Question

Benzene diazonium salt in the presence of Cu/HBr will give bromobenzene (C\(_6\)H\(_5\)Br) and release nitrogen gas (N\(_2\)). This reaction is known as:

Hint:

The Sandmeyer reaction is used to introduce halogens into aromatic rings using a diazonium salt and copper halides.

Answer 1

The reaction described is known as the
Sandmeyer Reaction. In the Sandmeyer reaction, a benzene diazonium salt reacts with copper(I) halides (such as CuBr or CuCl) in the presence of HBr or HCl to substitute the diazonium group with a halide, producing an aromatic halide and releasing nitrogen gas.
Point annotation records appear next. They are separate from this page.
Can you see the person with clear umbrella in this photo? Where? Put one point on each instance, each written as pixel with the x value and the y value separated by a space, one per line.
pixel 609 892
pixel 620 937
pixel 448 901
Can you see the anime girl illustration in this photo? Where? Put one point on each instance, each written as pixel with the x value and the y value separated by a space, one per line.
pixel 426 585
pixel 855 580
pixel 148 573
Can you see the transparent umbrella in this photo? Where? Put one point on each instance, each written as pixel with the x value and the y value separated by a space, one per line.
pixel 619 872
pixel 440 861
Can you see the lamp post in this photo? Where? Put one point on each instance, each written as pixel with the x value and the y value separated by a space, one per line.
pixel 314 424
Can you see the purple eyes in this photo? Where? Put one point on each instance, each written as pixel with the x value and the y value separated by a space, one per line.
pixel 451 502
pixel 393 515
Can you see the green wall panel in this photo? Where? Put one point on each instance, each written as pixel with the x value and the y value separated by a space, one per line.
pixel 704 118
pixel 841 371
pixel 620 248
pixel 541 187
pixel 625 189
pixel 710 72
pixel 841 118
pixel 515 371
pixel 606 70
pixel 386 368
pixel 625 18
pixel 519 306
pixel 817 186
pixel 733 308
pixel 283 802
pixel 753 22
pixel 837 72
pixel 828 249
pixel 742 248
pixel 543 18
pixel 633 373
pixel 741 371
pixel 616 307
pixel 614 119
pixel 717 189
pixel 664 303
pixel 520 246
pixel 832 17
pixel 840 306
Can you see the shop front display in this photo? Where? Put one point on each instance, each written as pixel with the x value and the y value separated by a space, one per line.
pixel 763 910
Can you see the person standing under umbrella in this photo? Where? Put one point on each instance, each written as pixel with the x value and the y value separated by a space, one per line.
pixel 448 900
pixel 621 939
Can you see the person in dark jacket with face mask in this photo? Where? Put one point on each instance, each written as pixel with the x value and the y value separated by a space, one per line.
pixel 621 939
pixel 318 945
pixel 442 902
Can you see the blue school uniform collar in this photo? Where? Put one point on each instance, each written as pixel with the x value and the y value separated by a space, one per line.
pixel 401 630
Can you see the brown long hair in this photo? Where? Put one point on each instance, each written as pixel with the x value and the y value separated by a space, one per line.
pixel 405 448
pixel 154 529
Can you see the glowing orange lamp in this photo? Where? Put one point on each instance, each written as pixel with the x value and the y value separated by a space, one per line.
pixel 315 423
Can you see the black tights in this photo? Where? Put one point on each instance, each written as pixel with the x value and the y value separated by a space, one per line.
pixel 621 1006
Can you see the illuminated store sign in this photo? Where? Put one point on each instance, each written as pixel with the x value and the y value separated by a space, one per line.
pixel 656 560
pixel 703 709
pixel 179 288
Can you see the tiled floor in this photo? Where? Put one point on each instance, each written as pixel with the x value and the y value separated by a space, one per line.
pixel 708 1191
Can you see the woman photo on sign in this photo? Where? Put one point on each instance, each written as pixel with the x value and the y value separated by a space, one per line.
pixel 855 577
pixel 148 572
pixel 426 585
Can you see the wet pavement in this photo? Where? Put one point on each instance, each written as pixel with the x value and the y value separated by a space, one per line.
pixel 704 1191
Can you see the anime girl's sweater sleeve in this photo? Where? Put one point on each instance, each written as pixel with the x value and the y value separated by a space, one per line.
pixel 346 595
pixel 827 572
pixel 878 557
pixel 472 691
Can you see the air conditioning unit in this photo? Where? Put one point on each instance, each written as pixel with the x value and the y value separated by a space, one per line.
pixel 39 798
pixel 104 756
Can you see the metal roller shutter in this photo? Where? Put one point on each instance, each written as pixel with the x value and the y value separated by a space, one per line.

Step 1: Write the general equation for the Sandmeyer Reaction.
The general reaction for the Sandmeyer reaction is: \[ \text{C}_6\text{H}_5\text{N}_2^+ \text{Cl}^- \xrightarrow{\text{Cu}/\text{HBr}} \text{C}_6\text{H}_5\text{Br} + \text{N}_2 \] In this case, the diazonium salt (C\(_6\)H\(_5\)N\(_2\)^+Cl^-) reacts with CuBr and HBr to produce bromobenzene and nitrogen gas.
Step 2: Conclusion.
Thus, the reaction where benzene diazonium salt in the presence of Cu/HBr gives bromobenzene and releases nitrogen gas is known as the Sandmeyer Reaction.